C. Additional Protection Requirements for Systems Containing Sensitive Data or Confidential Data
Each System Owner shall ensure that, in addition to the protections described in Section B above, the following protections are implemented for each System that processes, transmits and/or stores Sensitive Data or Confidential Data:
- A record is kept of what type of Sensitive Data or Confidential Data are stored on the System’s Servers and of all changes to the configuration of the Server, and such documentation is kept in a secure, locked location away from the Server.

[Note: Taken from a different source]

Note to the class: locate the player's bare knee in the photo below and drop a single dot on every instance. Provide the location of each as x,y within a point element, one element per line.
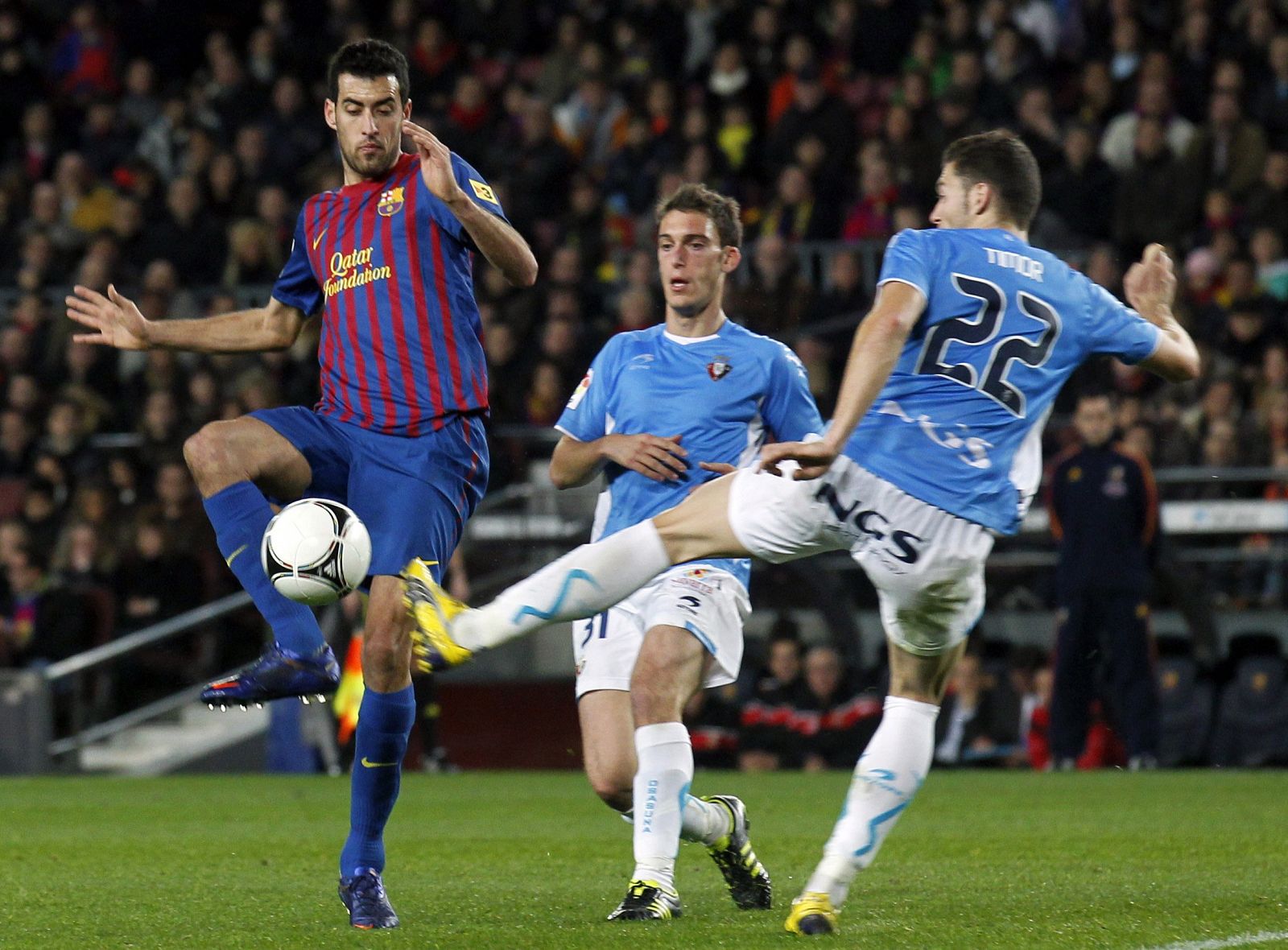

- In web-based Systems that are exposed to the Internet, protection mechanisms are implemented to prevent common web-based attacks. Examples of protection elements include web-based firewalls and/or source code security reviews.

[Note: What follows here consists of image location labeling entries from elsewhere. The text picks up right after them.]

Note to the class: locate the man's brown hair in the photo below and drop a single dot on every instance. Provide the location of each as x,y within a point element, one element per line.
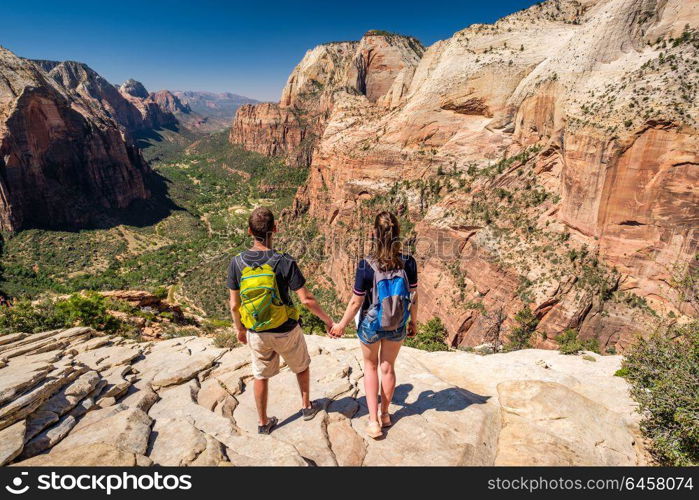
<point>261,223</point>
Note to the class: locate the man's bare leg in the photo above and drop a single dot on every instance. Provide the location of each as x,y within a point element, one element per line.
<point>261,388</point>
<point>304,380</point>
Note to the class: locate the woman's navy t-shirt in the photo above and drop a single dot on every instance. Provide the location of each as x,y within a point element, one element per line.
<point>364,278</point>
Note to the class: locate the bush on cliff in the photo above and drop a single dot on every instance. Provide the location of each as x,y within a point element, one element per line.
<point>431,336</point>
<point>521,334</point>
<point>570,343</point>
<point>80,309</point>
<point>663,371</point>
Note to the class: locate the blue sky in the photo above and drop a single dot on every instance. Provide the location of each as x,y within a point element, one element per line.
<point>244,47</point>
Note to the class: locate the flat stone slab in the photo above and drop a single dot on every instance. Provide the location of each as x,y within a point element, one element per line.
<point>99,400</point>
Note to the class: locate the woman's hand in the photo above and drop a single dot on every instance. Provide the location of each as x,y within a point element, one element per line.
<point>337,330</point>
<point>412,329</point>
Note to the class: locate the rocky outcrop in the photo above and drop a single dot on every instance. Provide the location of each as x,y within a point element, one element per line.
<point>82,79</point>
<point>548,161</point>
<point>377,67</point>
<point>210,111</point>
<point>183,402</point>
<point>62,159</point>
<point>170,102</point>
<point>153,115</point>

In addition, it is recommended, but not required, that Confidential Data be protected with a password while in transit and in storage.
D. Additional Protection Requirements for Systems Containing Sensitive Data.
Each System Owner shall ensure that, in addition to the protections described in Sections B and C above, the following protections are implemented for each System that processes, transmits and/or stores Sensitive Data:
- Sensitive Data are encrypted while in transit and in storage, except that Users within OMG may internally transmit unencrypted ePHI if it is sent to an Approved OMG Email System.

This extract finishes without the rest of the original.